More bad news on the climate front, and thus, more reason to step up the pressure on the likes of Donald Trump, Scott Morrison, Jair Bolsanaro to act urgently—a new study shows that the ability of tropical forests to soak up carbon emissions is falling. They will soon no longer be ‘carbon sinks’, and this portends an accelerated climate crisis. Indeed, the Amazonian rainforests could soon become a source of emission, given the Bolsanaro-supported logging and degradation for farming. This means the room for emissions could shrink drastically, which, in effect, means that developing and least developed nations could find it incredibly difficult—in fact, impossible—to lift their people out of poverty through growth, which largely remains hydrocarbon-energy fuelled today.

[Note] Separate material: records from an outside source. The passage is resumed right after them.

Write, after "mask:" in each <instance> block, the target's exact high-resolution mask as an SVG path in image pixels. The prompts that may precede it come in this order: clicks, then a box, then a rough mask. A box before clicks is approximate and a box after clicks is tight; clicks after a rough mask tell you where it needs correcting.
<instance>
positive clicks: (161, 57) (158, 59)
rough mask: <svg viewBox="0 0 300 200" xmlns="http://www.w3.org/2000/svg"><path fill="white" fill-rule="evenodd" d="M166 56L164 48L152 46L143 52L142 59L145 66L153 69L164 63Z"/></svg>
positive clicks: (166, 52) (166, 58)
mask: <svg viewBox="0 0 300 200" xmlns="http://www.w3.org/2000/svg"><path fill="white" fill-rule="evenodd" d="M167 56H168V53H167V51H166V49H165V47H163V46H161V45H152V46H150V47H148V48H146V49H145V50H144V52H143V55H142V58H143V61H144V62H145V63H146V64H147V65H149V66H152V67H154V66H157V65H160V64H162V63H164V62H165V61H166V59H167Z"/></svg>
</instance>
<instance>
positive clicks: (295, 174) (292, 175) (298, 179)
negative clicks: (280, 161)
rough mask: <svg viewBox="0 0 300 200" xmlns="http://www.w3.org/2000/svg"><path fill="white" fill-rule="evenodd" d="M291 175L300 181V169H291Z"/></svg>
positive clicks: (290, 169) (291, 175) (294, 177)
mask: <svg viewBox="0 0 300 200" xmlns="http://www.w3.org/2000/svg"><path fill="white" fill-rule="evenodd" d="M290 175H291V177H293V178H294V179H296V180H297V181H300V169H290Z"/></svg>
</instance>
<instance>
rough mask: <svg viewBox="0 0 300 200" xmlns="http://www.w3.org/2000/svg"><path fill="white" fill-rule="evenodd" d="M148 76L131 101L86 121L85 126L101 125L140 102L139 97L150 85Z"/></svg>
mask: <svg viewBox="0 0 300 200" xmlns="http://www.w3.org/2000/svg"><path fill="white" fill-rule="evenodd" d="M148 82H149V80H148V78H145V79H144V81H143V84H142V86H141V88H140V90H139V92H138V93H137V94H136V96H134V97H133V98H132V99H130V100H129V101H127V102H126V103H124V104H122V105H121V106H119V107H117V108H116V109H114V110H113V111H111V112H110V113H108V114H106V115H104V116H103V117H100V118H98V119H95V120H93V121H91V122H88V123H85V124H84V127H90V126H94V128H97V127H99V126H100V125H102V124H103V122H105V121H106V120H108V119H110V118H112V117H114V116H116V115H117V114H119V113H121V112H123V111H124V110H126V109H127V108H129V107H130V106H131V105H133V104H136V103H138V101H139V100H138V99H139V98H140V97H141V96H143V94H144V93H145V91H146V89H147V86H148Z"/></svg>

The study, with inputs from nearly 100 scientific institutions, says that the amount of carbon absorbed by the world’s intact tropical forests has fallen by a third from the 1990s—thanks to higher temperatures, droughts, and deforestation. This threat will only grow exponentially, with deteriorating effects of climate change, and increased exploitation, turning tropical forests into a carbon source by the 2060s. It is now, more than ever, important to call out talk of forests offsetting climate change—in the 1990s, these forests sucked out 17% of the emissions from human activity against the current 6%—often forwarded to scale back climate action goals. Climate scientists’ fears of “tipping points” that doom the Earth to apocalyptic global heating may already be getting realised.